By Chris Bowers, British Consul General in Erbil. This article was originally published by Rudaw, and is re-published with permission by Iraq Business News.

A great British poet, Samuel Coleridge, wrote in 1817 that art in its best form required a “willing suspension of disbelief”. What he meant by that is that most literature or plays are implausible if you look into the details. Stories are a version of reality not reality. The audience has to accept that. The role of the story-teller or artist is to bring the audience along with them despite that. It is an essential element to any form of story-telling. The world is not black and white but that doesn’t get in the way of audiences appreciating great black and white films or the film-maker creating his vision in that medium.
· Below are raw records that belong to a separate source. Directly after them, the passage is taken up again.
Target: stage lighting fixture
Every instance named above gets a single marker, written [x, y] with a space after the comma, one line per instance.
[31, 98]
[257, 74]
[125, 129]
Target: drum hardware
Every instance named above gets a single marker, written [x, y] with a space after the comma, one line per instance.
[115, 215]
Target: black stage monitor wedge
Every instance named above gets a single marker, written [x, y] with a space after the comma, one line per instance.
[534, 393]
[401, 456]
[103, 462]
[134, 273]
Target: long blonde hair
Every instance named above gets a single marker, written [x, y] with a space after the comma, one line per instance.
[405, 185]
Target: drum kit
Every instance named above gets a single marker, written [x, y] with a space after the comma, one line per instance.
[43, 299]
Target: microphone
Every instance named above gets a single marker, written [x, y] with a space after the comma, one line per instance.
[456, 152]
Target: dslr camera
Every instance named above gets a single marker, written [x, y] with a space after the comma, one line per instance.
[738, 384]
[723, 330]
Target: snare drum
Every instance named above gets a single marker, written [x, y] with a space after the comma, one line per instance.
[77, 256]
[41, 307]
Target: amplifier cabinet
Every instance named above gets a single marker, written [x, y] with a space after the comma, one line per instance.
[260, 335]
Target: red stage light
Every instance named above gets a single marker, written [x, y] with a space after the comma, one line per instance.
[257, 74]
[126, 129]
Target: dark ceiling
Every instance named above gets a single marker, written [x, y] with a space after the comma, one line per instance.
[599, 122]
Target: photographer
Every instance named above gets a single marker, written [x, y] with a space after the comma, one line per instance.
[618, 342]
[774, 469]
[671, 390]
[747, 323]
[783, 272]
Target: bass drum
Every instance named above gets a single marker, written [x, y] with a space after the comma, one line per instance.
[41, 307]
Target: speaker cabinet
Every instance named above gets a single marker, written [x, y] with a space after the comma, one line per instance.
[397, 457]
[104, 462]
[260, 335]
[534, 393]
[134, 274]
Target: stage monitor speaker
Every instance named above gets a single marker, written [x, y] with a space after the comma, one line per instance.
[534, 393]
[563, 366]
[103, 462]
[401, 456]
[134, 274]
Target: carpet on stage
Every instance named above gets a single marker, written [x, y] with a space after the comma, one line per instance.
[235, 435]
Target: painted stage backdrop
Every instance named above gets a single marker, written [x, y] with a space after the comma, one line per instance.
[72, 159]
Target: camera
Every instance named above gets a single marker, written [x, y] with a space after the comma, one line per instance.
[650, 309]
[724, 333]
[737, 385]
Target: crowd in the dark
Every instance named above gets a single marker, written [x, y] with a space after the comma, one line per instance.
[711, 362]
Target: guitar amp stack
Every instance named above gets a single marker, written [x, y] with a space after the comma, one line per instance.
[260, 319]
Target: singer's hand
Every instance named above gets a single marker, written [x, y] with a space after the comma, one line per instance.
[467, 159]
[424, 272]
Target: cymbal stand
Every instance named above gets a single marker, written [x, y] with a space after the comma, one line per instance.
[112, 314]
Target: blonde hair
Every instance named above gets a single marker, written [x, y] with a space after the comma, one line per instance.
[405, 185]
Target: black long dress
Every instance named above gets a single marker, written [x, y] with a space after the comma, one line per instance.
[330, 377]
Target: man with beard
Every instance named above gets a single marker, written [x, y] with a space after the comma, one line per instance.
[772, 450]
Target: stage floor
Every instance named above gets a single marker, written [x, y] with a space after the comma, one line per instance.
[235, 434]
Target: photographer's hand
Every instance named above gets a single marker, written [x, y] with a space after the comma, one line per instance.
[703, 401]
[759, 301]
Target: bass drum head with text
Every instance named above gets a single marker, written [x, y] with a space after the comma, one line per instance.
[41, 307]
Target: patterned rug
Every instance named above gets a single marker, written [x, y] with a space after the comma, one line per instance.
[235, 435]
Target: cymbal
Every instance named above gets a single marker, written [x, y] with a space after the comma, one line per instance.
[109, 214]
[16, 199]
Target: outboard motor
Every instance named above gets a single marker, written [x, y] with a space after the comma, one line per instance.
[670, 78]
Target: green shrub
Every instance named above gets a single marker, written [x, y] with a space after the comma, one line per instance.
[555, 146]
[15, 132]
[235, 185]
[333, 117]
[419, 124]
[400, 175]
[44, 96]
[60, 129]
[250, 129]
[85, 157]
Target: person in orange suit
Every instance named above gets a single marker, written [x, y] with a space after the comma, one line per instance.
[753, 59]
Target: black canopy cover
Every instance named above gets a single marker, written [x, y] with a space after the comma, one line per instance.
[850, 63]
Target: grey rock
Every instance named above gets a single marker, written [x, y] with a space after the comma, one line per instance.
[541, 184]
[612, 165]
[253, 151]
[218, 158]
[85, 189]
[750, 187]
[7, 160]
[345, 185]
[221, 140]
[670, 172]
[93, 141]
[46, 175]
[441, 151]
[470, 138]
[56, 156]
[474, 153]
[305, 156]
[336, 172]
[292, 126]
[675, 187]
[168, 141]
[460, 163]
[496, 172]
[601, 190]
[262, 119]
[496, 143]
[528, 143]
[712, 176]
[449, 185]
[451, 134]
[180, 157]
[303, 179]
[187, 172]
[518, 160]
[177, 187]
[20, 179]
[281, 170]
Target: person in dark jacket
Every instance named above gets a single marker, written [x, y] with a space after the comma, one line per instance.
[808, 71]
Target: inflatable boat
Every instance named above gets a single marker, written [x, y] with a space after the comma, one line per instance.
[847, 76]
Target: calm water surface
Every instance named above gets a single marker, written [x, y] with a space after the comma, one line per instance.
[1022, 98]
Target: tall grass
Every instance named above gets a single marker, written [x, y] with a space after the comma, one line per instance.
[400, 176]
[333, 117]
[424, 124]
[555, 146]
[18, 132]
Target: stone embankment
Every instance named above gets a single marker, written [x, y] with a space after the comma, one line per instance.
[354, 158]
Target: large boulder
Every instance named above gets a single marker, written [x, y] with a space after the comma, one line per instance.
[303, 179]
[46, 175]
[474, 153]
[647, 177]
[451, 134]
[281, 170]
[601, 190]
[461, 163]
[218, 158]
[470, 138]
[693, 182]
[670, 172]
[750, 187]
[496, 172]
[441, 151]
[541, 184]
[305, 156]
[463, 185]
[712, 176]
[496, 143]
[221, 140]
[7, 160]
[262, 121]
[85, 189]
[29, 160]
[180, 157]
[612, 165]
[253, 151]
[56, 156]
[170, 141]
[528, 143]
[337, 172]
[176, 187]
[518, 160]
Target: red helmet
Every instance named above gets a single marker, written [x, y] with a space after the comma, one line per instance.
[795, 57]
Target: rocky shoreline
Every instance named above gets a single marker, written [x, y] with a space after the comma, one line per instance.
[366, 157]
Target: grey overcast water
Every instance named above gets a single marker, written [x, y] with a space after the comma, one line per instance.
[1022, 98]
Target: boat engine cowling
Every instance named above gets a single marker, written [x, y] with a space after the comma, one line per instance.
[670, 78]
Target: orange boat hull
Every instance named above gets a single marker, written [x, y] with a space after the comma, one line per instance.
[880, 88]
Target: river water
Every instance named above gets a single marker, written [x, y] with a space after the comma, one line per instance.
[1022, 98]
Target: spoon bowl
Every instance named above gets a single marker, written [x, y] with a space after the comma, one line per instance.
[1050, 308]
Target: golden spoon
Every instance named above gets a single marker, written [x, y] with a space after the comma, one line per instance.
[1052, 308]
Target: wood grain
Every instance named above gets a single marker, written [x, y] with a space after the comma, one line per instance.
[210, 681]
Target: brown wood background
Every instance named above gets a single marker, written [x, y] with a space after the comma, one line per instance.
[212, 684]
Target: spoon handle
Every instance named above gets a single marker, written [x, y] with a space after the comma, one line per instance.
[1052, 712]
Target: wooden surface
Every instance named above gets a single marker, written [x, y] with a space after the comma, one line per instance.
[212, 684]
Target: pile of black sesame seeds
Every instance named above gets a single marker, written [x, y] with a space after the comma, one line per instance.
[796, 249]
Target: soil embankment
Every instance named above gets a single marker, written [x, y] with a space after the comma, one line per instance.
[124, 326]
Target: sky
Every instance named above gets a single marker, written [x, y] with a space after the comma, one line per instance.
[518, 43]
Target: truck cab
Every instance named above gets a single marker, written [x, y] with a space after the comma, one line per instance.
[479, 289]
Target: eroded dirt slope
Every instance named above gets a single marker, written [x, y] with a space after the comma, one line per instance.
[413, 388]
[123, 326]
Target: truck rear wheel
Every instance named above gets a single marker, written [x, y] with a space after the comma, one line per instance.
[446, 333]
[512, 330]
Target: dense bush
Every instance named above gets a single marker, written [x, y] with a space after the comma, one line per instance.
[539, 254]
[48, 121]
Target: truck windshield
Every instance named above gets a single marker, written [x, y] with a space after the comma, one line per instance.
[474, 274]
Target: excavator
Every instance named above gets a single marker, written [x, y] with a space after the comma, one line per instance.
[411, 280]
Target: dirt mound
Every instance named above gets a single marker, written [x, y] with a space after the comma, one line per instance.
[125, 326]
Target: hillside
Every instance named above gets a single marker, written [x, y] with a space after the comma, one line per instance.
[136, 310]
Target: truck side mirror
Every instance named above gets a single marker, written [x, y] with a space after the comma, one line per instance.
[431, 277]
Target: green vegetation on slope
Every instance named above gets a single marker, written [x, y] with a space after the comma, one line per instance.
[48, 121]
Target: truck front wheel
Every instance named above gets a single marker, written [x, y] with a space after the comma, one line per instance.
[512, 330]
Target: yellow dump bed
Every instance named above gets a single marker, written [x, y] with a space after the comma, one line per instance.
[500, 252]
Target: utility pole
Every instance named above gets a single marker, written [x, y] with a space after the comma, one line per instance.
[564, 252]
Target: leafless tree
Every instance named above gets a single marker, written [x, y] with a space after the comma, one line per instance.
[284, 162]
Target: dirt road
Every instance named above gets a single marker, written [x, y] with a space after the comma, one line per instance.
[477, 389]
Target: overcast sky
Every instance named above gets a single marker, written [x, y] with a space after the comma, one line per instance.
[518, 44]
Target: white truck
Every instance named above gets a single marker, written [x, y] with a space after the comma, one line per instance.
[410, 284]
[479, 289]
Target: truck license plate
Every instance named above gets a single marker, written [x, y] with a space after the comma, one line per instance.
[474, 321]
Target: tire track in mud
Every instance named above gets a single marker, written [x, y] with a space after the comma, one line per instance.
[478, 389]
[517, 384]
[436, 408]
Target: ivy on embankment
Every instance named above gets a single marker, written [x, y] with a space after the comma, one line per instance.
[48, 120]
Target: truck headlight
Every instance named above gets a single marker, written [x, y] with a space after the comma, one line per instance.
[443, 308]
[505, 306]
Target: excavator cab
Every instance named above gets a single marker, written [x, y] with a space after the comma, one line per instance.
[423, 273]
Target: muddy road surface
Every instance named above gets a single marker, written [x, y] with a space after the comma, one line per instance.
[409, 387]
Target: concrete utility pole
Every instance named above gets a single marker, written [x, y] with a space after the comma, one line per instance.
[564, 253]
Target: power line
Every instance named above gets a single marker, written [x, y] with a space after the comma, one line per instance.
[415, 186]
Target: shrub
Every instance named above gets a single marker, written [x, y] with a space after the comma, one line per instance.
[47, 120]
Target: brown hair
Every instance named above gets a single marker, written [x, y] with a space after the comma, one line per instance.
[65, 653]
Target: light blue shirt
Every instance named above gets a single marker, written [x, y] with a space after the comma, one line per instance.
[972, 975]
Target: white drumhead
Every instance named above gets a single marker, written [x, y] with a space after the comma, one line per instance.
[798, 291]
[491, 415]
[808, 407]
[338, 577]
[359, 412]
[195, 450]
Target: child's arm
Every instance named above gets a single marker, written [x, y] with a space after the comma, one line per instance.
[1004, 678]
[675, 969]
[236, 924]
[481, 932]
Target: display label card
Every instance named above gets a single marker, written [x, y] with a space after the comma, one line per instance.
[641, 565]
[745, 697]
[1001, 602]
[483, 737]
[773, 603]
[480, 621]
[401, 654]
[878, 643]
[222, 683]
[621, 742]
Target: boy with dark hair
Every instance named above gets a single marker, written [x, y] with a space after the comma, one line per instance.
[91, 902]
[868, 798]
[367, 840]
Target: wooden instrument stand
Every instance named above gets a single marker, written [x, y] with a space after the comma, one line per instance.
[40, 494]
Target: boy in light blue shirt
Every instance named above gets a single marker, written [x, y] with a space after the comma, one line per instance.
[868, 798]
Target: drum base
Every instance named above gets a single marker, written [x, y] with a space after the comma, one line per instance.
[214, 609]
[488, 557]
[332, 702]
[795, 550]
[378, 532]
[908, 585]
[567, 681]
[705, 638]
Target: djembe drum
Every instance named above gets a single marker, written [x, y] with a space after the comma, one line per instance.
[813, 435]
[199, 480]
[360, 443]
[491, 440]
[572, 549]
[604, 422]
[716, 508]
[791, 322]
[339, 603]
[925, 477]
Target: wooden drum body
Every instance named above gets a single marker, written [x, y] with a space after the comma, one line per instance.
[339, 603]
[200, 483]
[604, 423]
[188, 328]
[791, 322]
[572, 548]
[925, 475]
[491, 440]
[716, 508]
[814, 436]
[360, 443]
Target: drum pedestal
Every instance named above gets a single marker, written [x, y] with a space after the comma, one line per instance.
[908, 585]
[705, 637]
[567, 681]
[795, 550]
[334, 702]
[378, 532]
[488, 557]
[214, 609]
I was reminded of Coleridge’s words as the audience filed into Erbil’s Saad Palace for the British Film Festival over the last few days. The film-goers were suspending disbelief for the films but also for some suspending disbelief that they were there to watch a major film festival happening in the Kurdistan Region.

But when you think about it, a film festival here shouldn’t be too much of a surprise. Erbil is a City of Possibilities, in a Region of potential. That is part of what makes this such an exciting time to be in the Kurdistan Region.

Being creative in any venture or activity requires imagination; imagination to see the world, a business, any situation differently. In one of the films we showed, a young boy, Billy Elliot, was growing up motherless in a mining village during a bitter strike – tough times, indeed. His father wanted him to learn how to box. But Billy Elliot had a passion for something very different: ballet, something that his father despised. He imagined a different life for himself, worked hard and, remarkably, unbelievably almost, he went to the Royal Ballet School and went on to perform the lead role in ‘Swan Lake’ with his proud father in the audience.

Imagination and the ability to get things done are not only vital in the artistic world. It is true in many aspects of life.